Managing Stress in High Tunnels: Shade Cloth

Kristine Neu and Ajay Nair,
Department of Horticulture,
Iowa State University

The early onset of high temperatures in June has kept us on our toes as we manage our high tunnel production systems at the ISU Horticulture Research Station. While high tunnels bring many benefits to high value crop production, including season extension and increased produce quality, we find that one major downfall is the increase of heat stress. 
Last year, after blossom abortion due to heat stress and severe sun scald damage on tomatoes within our high tunnel, a 30% light reducing shade cloth was purchased to alleviate some of these issues.When the predicted highs reached over 90 degrees early this month, we knew it was once again time to place the shade cloth on our high tunnel, and there was an audible sigh of relief from the tomatoes.
On June 24 we applied shade cloth to small high tunnels that are being used to trial seven colored bell pepper cultivars. In addition to trialing the cultivars, we are examining the response of the plants and fruit to three different shade treatments- no shade, 30% shade, and 50% shade. Our hope is to hone in on the best production methods for colored bell peppers in high tunnels.
A shade cloth may be a valuable tool to utilize in your high tunnel production system, but we understand that cost is a huge decision factor.
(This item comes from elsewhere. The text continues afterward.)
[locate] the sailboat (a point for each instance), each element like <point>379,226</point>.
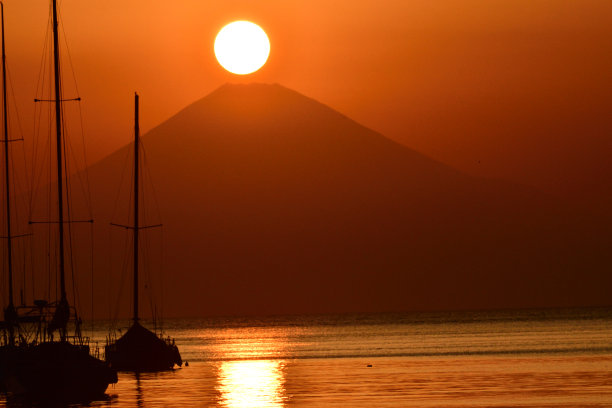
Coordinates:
<point>140,349</point>
<point>34,362</point>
Here is a short breakdown of approximate costs taken from a large grower supply company:
  • 30% polyethylene knitted shade cloth = $0.20 / square foot
  • 1000' spool of polyester curtain cord = $30
  • Shade Clip (suggested placement is 2' spacing) = $0.47 / clip
Cost to cover a 30' x 96' structure with a 30% shade cloth = $500 + shipping
Please watch for updates throughout the season regarding our high tunnel production of tomatoes and colored bell peppers.

1 comment:

  1. What was the outcome of the shade cloth study. Which was better, the 30% or 50%?